Please Note: Blog posts are not selected, edited or screened by Seeking Alpha editors.

# Some Calculations: Getting To 10% YOC In 10 Years, 25% YOC In 20 Years

Let's talk about Yield on Cost (YOC).

In my view, Yield on Cost is not a good way to think about your current portfolio. It can lead you to make mistakes: you may hold on to stocks you happen to have owned for a long time ("it's got a great YOC!"), even if they are not good performers right now. That can be a very costly mistake.

But YOC is a very appealing way to think about what you want to accomplish in the future. Given an investment portfolio that is currently worth say \$100,000, and say 20 years until to retirement, one useful way to think about how close you are to meeting your financial goals is to use dividend growth investing with a focus on a realistic YOC that can be attained 20 years out.

I was originally inspired to think about this topic by David Van Knapp, who stated a simple goal for his Dividend Growth Portfolio: he said he is looking to achieve 10% Yield on Cost in 10 years. Now that is a goal I can understand! If I have \$100,000 invested today, and if I carefully invest it based on these principles for 10 years, then my goal is to end up with an income stream of \$10,000 per year.

Or you can work backward.

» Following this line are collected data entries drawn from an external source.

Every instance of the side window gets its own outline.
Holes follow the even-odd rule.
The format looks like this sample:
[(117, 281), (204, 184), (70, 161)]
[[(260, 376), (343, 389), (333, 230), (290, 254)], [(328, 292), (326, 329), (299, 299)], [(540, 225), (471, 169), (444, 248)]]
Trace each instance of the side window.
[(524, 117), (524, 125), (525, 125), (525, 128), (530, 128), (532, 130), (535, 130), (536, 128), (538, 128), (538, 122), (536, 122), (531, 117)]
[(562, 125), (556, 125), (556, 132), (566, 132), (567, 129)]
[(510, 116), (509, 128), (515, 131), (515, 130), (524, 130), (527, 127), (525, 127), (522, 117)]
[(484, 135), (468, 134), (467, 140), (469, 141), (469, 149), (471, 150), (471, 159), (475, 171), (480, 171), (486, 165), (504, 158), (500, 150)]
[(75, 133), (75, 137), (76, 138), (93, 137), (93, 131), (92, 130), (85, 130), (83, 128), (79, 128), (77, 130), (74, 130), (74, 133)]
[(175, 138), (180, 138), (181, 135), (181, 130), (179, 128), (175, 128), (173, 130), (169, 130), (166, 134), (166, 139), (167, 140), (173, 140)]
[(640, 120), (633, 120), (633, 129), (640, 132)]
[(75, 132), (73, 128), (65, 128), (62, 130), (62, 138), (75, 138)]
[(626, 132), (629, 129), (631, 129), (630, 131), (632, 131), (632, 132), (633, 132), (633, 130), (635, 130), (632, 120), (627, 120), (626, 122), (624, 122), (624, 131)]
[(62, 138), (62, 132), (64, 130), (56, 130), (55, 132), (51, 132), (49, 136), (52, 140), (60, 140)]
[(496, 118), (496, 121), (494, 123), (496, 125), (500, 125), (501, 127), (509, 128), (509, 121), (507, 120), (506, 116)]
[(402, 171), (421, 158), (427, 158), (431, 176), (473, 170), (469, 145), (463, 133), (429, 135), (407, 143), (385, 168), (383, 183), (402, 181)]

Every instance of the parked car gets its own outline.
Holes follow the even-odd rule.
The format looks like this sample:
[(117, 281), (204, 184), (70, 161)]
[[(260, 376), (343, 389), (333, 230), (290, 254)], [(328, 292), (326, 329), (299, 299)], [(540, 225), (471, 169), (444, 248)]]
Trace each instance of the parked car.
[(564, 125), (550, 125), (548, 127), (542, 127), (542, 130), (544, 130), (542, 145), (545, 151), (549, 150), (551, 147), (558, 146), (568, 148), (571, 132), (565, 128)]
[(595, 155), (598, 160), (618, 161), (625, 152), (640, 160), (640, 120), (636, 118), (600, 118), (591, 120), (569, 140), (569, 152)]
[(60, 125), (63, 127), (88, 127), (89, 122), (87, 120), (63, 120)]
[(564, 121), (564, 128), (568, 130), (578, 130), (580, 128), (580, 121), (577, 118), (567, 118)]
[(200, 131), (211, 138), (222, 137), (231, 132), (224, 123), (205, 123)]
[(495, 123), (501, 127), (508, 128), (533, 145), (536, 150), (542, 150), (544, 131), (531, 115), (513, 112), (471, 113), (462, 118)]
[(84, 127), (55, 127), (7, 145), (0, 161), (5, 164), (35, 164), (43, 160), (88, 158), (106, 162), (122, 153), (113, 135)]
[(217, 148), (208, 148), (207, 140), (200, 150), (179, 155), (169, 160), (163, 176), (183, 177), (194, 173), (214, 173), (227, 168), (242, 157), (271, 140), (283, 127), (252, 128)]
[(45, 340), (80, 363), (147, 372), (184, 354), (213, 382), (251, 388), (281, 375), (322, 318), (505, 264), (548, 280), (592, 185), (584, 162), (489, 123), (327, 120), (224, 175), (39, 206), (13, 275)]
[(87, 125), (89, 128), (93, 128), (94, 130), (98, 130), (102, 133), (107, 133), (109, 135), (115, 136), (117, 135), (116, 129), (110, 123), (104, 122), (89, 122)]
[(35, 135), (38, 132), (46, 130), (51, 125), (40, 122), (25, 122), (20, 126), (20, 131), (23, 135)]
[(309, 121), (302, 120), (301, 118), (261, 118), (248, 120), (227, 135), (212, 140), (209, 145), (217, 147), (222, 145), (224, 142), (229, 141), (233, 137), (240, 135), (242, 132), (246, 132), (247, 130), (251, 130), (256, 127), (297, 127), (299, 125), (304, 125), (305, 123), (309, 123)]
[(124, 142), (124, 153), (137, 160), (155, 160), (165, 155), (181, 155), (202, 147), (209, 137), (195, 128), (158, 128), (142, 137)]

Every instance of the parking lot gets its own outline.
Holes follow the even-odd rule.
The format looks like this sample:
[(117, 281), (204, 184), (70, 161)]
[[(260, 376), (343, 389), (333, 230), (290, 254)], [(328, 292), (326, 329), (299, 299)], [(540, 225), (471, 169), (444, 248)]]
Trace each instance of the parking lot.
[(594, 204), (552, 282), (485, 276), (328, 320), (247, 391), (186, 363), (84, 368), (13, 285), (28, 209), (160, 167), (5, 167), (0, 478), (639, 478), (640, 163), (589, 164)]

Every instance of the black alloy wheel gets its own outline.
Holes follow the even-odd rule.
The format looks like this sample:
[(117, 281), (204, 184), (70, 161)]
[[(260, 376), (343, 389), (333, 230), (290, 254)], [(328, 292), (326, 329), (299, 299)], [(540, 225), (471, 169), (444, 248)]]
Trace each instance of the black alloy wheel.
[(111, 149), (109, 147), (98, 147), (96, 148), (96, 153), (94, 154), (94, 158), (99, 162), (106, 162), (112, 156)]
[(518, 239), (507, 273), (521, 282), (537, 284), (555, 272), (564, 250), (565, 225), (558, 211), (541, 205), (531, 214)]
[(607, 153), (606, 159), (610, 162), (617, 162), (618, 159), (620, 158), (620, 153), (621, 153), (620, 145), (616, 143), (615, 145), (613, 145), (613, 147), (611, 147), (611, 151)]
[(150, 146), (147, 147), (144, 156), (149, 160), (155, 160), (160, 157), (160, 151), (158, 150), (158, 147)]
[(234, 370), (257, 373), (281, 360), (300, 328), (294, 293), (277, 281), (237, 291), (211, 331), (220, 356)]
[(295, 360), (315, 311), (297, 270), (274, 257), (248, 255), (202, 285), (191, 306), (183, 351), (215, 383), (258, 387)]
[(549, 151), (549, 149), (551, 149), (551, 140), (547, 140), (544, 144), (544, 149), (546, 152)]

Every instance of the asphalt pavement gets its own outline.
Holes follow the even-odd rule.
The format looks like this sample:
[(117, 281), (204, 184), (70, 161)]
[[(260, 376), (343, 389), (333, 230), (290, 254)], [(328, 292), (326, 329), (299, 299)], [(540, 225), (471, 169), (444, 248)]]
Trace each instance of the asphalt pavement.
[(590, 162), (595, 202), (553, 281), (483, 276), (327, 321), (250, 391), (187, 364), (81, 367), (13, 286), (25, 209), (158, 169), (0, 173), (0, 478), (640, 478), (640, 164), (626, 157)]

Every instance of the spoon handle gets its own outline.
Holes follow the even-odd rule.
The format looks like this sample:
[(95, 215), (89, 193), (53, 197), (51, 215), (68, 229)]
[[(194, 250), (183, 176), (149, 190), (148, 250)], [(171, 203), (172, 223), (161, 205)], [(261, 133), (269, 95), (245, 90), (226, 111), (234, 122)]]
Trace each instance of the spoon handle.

Say you want a \$40,000 per year income stream in 10 years, and you want to work for 10 more years and not save another dime: if you think a 10% YOC in 10 years is reasoanble, then you need to have \$400,000 invested today.

So David provided some nice groundwork, and a terrific, simple goal.

The next question is: how much growth does it take to hit that goal?

In other words, if I want a 10% YOC in 10 years, and my current portfolio yields 3% (or 4%, or 2%, or whatever), what annual growth rate in dividends will be needed?

I also wondered what it might take to hit a YOC of 25 percent in 20 years. (Because those are also round numbers, and I find round numbers easy to work with.)

So I wrote up an excel spreadsheet to find the answers.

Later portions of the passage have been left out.